Stop forcing a shape that was never yours
You weren't tired because ministry is hard. You were tired because you were doing it as somebody else's copy.
We've had a hundred conversations with people who quietly left a ministry role and couldn't explain why. They loved the church. They loved the people. The work wasn't even that heavy. But something was wearing them thinner every week and they had no vocabulary for it.
It's almost always the same thing: they were doing the work as somebody they weren't. The role assumed one design. Their actual design was different. Every week the gap got a little wider until pretending finally cost more than leaving.
How this happens without anyone meaning harm
- The last person in the role was a natural driver. You're a natural steward. The role stayed shaped like them.
- Somebody said "you'd be so good at this" once and you never had permission to say no.

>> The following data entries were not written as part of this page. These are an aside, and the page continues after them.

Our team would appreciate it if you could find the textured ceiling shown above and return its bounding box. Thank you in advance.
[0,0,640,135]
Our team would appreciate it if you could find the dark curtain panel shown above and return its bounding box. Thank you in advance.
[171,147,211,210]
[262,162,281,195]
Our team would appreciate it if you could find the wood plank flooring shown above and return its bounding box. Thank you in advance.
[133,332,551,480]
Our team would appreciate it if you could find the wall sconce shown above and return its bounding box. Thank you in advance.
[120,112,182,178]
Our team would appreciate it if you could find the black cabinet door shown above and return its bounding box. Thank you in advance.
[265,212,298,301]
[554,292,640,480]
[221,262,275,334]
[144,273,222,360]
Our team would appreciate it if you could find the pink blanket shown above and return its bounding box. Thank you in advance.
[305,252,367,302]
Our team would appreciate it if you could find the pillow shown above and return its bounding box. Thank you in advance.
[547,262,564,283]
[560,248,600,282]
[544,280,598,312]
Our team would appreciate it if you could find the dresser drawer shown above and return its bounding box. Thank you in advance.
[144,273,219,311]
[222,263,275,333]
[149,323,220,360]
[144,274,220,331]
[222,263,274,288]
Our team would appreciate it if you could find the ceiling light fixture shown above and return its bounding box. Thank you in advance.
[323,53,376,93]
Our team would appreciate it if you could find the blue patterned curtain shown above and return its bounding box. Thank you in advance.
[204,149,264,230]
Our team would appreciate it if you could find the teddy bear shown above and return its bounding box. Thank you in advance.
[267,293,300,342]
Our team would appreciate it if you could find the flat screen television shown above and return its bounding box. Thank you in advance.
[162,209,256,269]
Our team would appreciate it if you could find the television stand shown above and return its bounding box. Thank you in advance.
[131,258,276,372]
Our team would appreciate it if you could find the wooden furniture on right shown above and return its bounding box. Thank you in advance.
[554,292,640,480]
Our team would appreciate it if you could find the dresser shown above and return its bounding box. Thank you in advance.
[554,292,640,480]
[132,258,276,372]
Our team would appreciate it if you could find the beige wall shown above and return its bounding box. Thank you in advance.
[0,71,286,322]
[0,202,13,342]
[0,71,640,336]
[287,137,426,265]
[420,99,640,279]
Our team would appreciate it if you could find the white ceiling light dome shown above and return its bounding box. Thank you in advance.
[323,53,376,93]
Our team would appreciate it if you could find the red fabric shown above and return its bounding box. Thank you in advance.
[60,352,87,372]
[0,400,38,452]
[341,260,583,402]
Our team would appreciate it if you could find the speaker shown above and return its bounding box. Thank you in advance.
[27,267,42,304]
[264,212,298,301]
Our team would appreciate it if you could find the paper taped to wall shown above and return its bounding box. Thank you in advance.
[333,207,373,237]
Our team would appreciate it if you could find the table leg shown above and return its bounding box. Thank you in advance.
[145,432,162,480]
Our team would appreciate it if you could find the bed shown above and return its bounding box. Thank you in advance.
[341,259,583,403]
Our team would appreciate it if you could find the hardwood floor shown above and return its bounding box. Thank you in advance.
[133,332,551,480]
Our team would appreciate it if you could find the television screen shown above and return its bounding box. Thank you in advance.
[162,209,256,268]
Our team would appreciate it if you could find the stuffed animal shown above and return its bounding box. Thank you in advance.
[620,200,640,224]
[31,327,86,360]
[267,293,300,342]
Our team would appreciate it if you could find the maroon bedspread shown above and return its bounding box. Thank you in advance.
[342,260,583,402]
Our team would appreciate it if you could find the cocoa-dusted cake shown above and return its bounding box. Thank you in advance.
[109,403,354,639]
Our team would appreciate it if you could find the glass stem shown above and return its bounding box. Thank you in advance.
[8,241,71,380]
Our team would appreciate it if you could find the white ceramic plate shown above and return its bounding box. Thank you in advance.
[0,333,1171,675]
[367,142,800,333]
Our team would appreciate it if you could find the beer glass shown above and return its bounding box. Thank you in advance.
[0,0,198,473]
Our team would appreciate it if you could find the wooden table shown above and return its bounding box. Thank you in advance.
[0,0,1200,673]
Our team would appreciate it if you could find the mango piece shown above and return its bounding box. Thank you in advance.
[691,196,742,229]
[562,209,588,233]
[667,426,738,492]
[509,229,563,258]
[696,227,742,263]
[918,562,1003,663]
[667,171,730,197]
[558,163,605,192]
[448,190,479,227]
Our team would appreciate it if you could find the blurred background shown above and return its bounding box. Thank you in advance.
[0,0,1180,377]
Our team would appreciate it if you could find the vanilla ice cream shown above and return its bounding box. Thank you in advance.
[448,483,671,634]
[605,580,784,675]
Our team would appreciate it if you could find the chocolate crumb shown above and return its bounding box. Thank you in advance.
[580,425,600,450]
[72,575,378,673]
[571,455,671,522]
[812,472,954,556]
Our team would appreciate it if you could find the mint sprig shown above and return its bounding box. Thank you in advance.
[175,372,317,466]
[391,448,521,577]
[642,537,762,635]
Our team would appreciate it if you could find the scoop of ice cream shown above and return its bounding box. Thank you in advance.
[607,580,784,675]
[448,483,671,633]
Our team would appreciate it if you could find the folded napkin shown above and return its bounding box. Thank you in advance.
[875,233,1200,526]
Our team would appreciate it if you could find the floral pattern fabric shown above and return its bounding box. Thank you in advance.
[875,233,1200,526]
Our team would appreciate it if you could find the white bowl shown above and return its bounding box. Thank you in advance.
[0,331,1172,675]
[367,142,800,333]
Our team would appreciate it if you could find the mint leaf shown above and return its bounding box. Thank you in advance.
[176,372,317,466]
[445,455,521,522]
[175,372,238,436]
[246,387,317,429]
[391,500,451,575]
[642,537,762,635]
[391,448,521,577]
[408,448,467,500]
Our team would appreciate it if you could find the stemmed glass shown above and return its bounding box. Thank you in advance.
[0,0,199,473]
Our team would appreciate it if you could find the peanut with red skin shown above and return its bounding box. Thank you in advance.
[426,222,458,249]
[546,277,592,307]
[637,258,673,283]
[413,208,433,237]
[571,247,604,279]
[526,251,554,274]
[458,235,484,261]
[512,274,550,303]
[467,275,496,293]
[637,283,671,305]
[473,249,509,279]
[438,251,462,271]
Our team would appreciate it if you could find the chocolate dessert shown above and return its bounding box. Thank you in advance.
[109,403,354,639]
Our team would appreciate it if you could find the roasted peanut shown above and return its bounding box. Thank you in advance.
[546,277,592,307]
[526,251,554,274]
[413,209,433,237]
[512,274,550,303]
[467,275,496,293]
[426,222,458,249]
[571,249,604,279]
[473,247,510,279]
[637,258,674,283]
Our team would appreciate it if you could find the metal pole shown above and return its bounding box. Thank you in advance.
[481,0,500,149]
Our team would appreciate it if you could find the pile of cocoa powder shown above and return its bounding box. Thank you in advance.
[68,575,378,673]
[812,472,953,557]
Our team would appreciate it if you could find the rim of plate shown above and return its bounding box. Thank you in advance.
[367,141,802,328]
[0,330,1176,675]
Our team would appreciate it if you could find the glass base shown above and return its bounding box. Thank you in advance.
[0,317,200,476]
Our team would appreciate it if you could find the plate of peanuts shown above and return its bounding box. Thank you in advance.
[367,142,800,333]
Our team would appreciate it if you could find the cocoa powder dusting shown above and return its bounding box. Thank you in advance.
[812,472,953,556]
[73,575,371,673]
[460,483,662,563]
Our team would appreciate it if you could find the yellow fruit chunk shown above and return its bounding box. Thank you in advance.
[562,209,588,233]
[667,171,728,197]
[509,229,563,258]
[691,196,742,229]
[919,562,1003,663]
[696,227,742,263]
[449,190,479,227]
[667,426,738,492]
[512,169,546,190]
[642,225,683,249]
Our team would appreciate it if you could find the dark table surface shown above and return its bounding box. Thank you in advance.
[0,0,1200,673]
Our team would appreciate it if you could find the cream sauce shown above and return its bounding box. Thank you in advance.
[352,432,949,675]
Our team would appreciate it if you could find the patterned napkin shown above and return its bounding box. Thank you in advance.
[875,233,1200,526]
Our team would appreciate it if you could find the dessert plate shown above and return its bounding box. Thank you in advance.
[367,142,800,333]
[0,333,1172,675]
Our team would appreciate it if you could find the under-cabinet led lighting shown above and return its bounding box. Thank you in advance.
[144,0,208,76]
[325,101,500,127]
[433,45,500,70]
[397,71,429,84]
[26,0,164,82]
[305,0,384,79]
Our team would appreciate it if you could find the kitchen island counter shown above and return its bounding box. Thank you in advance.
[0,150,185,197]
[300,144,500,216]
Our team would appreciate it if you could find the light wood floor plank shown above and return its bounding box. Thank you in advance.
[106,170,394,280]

- A gift you don't have (say, evangelism) was written into the job description of a gift you do (say, teaching).
- You were promoted for being faithful, into a seat that needed a completely different design.
The reframe
You aren't lazy. You aren't uncommitted. You were poured into a mold that wasn't yours, and the ache you felt was your design refusing to disappear. That ache is a mercy β it's the part of you that God will not let you kill on the altar of a role.
The bravest thing a faithful person can do sometimes is admit they were never the right shape for a seat everyone kept saying they were perfect for.